He proposed replacing the personal income tax and payroll taxes with a flat-rate income tax. Pundit Glenn Beck labeled Paul’s tax ideas “exotic” a few days later on June 22.

But largely since its release, the Rand Paul tax plan has fallen away from public attention.

That changed on Wednesday night. The third Republican debate brought Paul’s tax plan back into focus in what was considered by many a shining (albeit quick) moment for the senator of Kentucky.

“My [tax] plan is unique in that I’m getting rid of payroll taxes,” he said. Paul went on to argue that his plan was fairer because payroll taxes bite more heavily into the middle class.

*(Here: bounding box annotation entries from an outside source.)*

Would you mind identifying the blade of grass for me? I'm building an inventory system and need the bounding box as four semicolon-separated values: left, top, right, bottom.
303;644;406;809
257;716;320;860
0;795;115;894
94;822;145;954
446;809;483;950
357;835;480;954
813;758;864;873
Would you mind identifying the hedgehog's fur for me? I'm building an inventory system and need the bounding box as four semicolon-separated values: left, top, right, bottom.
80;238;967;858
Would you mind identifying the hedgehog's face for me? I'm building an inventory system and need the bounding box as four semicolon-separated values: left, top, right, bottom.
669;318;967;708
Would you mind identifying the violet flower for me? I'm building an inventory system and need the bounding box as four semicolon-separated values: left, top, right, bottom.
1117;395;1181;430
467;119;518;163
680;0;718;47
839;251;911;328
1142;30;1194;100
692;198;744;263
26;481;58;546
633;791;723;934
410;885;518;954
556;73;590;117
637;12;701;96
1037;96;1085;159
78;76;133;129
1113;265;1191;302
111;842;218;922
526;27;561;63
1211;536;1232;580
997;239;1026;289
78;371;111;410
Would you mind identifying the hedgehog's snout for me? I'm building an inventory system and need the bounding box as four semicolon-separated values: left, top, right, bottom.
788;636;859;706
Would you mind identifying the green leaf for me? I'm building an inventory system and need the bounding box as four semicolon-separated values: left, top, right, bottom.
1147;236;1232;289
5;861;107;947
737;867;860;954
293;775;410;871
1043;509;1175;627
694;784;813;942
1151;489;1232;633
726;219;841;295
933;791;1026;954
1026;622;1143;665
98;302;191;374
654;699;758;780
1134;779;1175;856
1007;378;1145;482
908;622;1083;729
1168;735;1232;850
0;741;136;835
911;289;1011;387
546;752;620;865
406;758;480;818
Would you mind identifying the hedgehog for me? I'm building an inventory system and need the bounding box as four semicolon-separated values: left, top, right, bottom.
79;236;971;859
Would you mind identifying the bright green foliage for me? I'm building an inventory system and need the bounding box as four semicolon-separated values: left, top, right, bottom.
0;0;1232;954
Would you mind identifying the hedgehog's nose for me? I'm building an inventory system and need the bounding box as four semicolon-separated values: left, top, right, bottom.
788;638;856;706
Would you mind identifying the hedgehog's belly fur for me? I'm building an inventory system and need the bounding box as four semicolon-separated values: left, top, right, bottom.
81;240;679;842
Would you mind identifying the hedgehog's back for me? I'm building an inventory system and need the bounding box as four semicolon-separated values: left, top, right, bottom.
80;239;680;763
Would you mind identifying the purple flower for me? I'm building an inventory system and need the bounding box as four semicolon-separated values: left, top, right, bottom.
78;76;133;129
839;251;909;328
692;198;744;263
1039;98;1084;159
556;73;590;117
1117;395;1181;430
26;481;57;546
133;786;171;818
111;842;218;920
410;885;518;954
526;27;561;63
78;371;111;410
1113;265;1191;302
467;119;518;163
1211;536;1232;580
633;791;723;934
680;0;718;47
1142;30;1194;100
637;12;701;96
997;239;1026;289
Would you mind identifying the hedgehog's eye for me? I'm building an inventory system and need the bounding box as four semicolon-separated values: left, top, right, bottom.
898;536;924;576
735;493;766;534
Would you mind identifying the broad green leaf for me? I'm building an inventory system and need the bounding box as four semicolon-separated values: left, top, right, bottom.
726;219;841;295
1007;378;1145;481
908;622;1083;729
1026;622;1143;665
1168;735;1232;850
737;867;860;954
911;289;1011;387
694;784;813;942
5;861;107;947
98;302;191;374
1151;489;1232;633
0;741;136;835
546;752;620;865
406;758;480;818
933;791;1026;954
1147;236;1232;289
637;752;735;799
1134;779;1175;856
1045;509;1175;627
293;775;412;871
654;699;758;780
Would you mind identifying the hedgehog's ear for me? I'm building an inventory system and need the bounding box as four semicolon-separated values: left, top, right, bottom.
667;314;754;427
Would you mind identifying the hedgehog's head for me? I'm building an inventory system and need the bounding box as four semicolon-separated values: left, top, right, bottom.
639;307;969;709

In the middle of Paul’s diatribe, fellow presidential hopeful Sen. Ted Cruz (R-TX) chimed in with praise. It is, according to Sen. Cruz, a good plan.

So what does Rand Paul’s tax plan entail, exactly?

Let’s have a look at the candidate’s tax code proposal and what makes it – to some, at least – “exotic”…

Rand Paul Tax Plan: The Magic Number is 14.5

Paul’s tax revision includes:

  • Replacing the individual and corporate income tax, the payroll tax, the estate tax, and federal excise taxes with what he calls a “flat 14.5% levy on all personal income and business activity.”
  • For individuals, maintaining deductions for mortgage interest and charitable giving, and exemption from tax on the first $50,000 of income for a family of four.
  • For families, retaining the Earned Income Tax Credit and child credit for low- and moderate-income working families.
  • No payroll tax, which employers and workers both pay to fund Social Security. Most tax breaks and deductions would also go away altogether.

“The left will argue that the plan is a tax cut for the wealthy. But most of the loopholes in the tax code were designed by the rich and politically connected,” Paul wrote. “Though the rich will pay a lower rate along with everyone else, they won’t have special provisions to avoid paying lower than 14.5%.”

According to the right-leaning, non-partisan think tank Tax Foundation – whose evaluations were brought up several times in the GOP debate last night – Paul’s plan has its pros and cons.

On the negative side, it would end in a $1 trillion revenue loss over the course of 10 years. Paul’s column said he would make up for the cost of the tax cut by reducing government spending, although his column didn’t detail what would be cut.

On the positive side, the 14.5% tax would increase the incentive to work and result in 1.55 private business hours of work. That is equivalent to 1.4 million full-time jobs.